Siatkarki Impela Wrocław wygrały ostatni mecz, a przy okazji swoim kibicom znów dostarczyły ogromnej dawki emocji, kończąc go w piątym secie. Teraz drużyna odetchnęła jednak z ulgą.

W poniedziałek zespół Impela Wrocław rywalizował z Pałacem Bydgoszcz. O losach potyczki zadecydował tie-break, w którym wrocławianki wygrały 16:14. - Nareszcie się udało. Może my po prostu lubimy horrory? Mecz na pewno był bardzo emocjonujący, mógł się podobać kibicom. Dużo było obron, zaciętych akcji. Emocji nie brakowało. Myślę, że to było spotkanie na które czekałyśmy - czekałyśmy na tę wygraną dosyć długo i mamy nadzieję, że teraz się wszystko odmieni - mówiła po spotkaniu Dorota Medyńska. Drużyna Rafała Błaszczyka przerwała tym samym serię porażek.

Sporo ożywienia do gry Impela wniosła nowa rozgrywająca, Serbka Maja Ognjenović. - Z nową rozgrywającą współpracuje się bardzo dobrze. Właściwie od początku nie było żadnych problemów. Chociaż o to bardziej trzeba pytać atakujące niż mnie, ale jak na moje oko, od razu w bardzo krótkim czasie wtopiła się w drużynę i na boisku, i poza nim - skomentowała młoda libero.

Dzięki wygranej we Wrocławiu nieco przycichną plotki o możliwym zwolnieniu szkoleniowca zespołu, Rafała Błaszczyka. - Plotki rozsyłają kibice.

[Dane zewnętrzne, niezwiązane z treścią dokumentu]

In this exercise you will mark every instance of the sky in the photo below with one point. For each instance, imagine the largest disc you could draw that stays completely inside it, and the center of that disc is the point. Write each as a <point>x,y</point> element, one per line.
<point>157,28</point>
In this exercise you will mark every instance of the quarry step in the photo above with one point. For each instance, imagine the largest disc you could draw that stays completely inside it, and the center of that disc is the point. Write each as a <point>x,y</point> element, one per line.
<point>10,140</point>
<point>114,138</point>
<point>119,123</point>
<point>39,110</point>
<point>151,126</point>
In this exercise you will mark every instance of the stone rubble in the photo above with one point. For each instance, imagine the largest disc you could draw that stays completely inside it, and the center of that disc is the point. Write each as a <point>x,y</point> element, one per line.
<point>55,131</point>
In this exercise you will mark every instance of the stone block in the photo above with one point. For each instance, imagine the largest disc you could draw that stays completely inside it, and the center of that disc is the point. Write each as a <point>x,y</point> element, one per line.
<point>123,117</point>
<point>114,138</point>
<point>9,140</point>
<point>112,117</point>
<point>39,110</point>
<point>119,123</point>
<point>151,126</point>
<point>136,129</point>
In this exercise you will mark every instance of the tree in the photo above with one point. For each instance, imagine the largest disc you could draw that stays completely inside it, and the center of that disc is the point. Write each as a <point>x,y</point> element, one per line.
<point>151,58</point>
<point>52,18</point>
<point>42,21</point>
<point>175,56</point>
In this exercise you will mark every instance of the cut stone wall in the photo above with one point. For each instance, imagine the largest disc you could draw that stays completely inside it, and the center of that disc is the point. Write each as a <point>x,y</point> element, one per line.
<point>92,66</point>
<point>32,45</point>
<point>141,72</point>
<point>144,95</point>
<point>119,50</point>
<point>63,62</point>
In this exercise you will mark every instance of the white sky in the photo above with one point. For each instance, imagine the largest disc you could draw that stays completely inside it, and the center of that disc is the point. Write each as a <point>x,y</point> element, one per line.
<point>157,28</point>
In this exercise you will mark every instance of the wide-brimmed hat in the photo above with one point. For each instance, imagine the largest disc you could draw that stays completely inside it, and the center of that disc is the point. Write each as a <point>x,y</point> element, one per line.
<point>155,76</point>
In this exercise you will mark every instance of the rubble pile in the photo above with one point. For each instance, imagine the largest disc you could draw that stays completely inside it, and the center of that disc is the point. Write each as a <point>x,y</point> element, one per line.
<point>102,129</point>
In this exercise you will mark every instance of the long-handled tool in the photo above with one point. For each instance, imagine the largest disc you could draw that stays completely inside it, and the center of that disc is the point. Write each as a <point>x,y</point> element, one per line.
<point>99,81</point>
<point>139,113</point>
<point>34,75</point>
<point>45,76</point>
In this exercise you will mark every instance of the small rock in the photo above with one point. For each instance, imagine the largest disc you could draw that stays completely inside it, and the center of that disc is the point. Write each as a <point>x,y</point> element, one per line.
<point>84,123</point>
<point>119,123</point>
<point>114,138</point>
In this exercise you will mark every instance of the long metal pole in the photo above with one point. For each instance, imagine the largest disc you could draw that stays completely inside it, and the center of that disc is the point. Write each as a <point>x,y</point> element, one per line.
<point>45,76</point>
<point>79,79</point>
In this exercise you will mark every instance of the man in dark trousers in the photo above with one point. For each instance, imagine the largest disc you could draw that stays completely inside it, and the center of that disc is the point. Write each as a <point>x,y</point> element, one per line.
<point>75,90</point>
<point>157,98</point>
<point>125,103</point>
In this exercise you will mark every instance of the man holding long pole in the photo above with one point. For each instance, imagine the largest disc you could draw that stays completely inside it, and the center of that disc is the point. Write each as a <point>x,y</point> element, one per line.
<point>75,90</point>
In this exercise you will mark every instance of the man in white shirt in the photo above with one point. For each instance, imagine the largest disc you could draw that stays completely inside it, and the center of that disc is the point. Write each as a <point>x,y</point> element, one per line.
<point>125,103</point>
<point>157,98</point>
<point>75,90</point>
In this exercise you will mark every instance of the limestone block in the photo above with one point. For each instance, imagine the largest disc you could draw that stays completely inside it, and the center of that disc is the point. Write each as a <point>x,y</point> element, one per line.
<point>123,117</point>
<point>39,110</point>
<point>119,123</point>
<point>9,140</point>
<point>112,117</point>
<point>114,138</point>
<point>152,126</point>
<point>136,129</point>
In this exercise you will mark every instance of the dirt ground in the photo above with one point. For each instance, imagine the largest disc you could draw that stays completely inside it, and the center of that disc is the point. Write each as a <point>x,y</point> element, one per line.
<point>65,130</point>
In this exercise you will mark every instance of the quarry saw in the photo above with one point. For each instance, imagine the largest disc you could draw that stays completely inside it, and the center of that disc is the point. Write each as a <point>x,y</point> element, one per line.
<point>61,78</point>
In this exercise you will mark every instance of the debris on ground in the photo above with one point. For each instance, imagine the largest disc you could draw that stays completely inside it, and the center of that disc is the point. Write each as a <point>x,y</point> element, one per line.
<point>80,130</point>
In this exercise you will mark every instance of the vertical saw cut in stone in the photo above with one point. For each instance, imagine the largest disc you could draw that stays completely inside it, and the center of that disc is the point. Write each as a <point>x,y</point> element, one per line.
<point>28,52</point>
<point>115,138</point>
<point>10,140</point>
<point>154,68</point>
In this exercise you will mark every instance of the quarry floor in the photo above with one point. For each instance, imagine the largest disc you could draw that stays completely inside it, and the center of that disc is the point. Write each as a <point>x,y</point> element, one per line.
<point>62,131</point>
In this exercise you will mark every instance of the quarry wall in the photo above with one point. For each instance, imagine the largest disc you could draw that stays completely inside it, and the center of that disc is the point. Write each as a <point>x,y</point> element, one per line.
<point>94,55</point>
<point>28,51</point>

Czy przestaną tak mówić, to nie wiem. My nie narzekamy na współpracę z trenerem - powiedziała Dorota Medyńska portalowi SportoweFakty.pl.

Poniedziałkowe spotkanie w Hali Orbita we Wrocławiu miało wyjątkową oprawę. Na trybunach pojawiły się bowiem tłumy dzieci ze szkół, które stworzyły doskonałą atmosferę. - Kibice bardzo nas dopingowali - szczególnie dzieci ze szkół. Nam to jest bardzo potrzebne i czujemy to na boisku. Cieszymy się, że pomimo tych ostatnich słabszych meczów, fani dalej przychodzą na nasze mecze, dalej wierzą i dopingują. To naprawdę bardzo pomaga - skomentowała zawodniczka.

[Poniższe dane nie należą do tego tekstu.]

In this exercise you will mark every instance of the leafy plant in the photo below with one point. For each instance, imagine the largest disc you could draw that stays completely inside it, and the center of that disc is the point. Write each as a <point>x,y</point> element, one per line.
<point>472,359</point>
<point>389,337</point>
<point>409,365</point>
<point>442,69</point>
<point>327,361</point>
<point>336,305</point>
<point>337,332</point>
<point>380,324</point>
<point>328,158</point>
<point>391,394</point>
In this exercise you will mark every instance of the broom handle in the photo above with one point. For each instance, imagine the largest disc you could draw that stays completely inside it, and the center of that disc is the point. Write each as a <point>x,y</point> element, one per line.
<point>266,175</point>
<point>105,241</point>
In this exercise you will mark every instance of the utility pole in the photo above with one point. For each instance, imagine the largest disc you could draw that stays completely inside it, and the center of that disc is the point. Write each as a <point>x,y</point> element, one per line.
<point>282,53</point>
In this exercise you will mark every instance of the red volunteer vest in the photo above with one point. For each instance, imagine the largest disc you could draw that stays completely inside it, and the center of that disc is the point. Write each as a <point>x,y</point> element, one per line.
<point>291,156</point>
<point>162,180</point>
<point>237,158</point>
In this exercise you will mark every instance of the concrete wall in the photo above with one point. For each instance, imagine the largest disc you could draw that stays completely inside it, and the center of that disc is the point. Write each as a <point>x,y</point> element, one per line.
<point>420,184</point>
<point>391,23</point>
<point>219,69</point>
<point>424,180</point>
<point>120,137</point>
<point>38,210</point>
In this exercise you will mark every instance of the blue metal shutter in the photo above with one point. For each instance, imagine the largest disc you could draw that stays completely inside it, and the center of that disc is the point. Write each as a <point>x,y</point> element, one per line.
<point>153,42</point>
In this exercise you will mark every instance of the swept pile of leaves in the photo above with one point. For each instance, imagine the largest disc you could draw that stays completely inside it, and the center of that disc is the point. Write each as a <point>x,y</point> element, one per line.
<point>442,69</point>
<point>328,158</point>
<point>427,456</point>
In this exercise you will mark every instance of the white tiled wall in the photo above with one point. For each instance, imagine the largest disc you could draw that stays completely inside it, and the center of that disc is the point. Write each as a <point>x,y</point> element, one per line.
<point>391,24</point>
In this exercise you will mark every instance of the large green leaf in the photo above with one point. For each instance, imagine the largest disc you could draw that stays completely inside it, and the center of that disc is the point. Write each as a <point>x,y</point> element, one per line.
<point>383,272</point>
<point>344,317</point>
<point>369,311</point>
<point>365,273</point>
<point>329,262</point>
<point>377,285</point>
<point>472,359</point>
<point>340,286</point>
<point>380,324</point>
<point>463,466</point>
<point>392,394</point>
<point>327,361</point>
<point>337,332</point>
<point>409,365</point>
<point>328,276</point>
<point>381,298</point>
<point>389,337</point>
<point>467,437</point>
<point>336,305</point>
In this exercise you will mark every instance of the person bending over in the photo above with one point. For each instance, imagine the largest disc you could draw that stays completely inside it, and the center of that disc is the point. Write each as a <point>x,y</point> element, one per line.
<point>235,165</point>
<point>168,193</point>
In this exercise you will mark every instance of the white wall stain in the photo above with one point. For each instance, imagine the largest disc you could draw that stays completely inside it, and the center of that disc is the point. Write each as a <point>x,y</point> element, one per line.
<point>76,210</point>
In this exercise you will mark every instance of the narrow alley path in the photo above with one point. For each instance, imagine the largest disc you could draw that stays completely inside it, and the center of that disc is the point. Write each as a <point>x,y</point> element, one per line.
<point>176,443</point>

Wrocławianki jeszcze przed świętami rozegrają jedno spotkanie. Ich rywalem w meczu wyjazdowym będą Budowlani Łódź. - Przed nami mecz w Łodzi. Oczywiście jedziemy po zwycięstwo, jak na każde spotkanie. Później krótka przerwa na święta i wracamy, pracujemy dalej. W każdym następnym spotkaniu gramy już o zwycięstwo. Nie zastanawiamy się nad niczym tylko po prostu wychodzimy na boisko i chcemy zdobywać punkty - zaznaczyła libero wrocławskiej ekipy.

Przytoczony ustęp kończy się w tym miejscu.